The rush to withdraw funds stems from two key factors affecting retirement planning decisions.
From April 2027, pensions will become subject to inheritance tax following announcements in the previous Budget, fundamentally altering estate planning strategies.
Additionally, widespread speculation suggests the Chancellor might reduce the current tax-free withdrawal allowance in November’s Budget, which presently permits 25 per cent of pension savings up to £268,275.
These anticipated changes have reportedly driven many retirees to access maximum amounts immediately rather than risk future restrictions.
The combination of confirmed inheritance tax modifications and potential Budget alterations has created unprecedented urgency among pension holders seeking to protect their accumulated wealth.
Adrian Murphy, chief executive of Murphy Wealth, explained that inheritance tax changes have “essentially reversed years of financial planning and advice” as pensions were previously passed tax-free to spouses or children.
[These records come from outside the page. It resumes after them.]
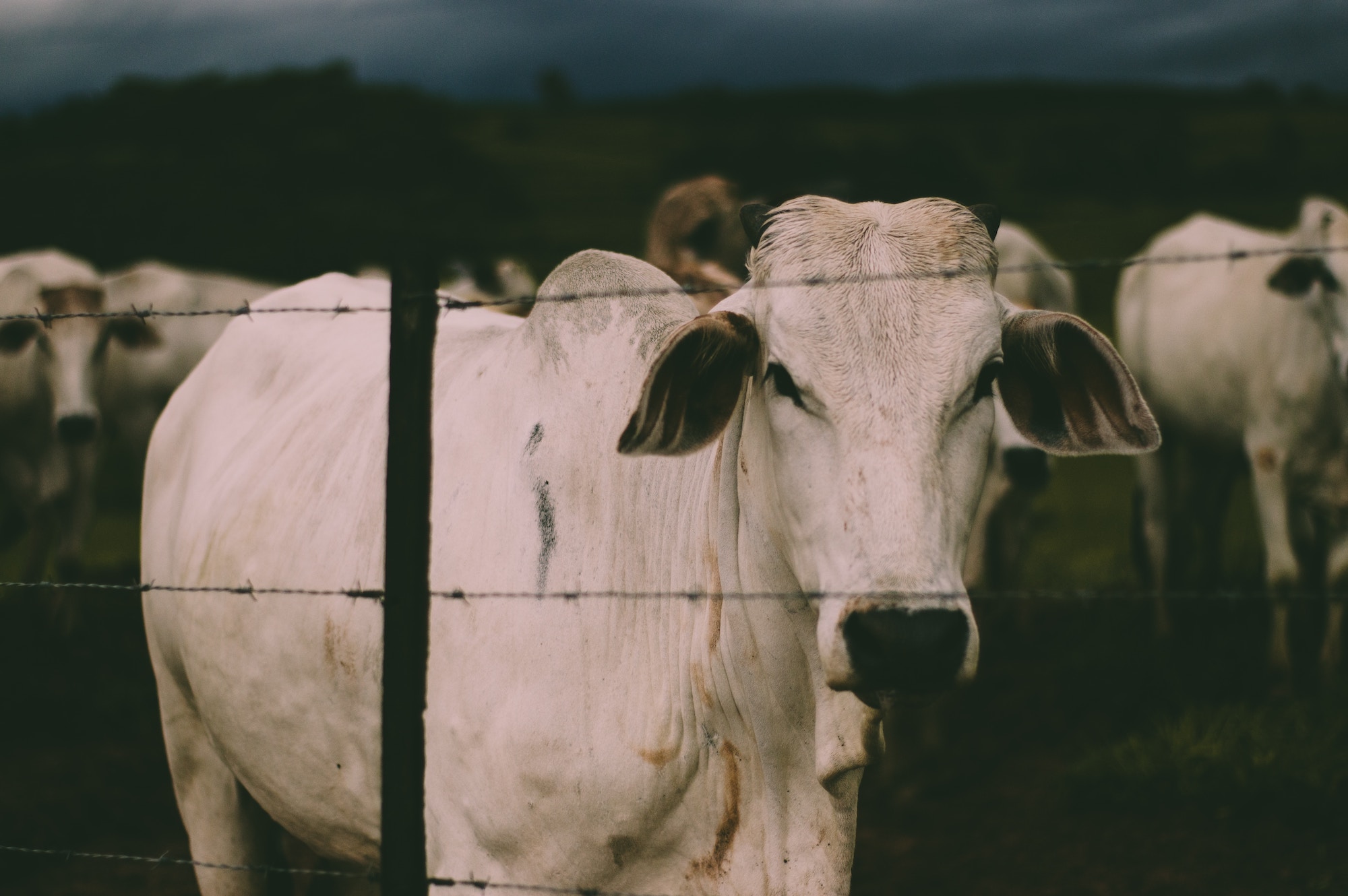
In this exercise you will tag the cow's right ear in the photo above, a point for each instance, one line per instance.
(694, 386)
(1068, 391)
(1296, 277)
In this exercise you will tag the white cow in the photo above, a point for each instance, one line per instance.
(800, 441)
(49, 417)
(149, 358)
(1246, 358)
(1017, 470)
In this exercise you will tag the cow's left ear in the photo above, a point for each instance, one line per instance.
(1068, 391)
(1296, 277)
(694, 386)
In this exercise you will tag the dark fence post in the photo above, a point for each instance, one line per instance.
(412, 343)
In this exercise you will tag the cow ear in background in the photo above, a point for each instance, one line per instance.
(990, 215)
(133, 333)
(694, 386)
(1297, 276)
(1068, 391)
(754, 218)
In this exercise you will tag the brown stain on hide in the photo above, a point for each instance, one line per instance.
(621, 848)
(714, 864)
(338, 653)
(657, 758)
“Now, though, more retirees are opting to spend the wealth they have built up in this wrapper, rather than letting it inflate the size of their estate and pass on a potentially large tax bill to their families,” he said.

Mr Murphy cautioned that whilst enjoying accumulated wealth is positive, sustainability remains crucial to avoid shortfalls in later retirement when care costs might arise.
He urged seeking professional guidance before making irreversible pension decisions based on speculation.
The wealth manager added: “That is an understandable decision. But, as these figures show, over the long term it can have quite serious financial implications for your retirement.
“Taking out a large tax-free lump sum may seem like a good option now, but it can significantly reduce the longevity of your retirement pot – in the two most extreme examples, by as much as a decade.”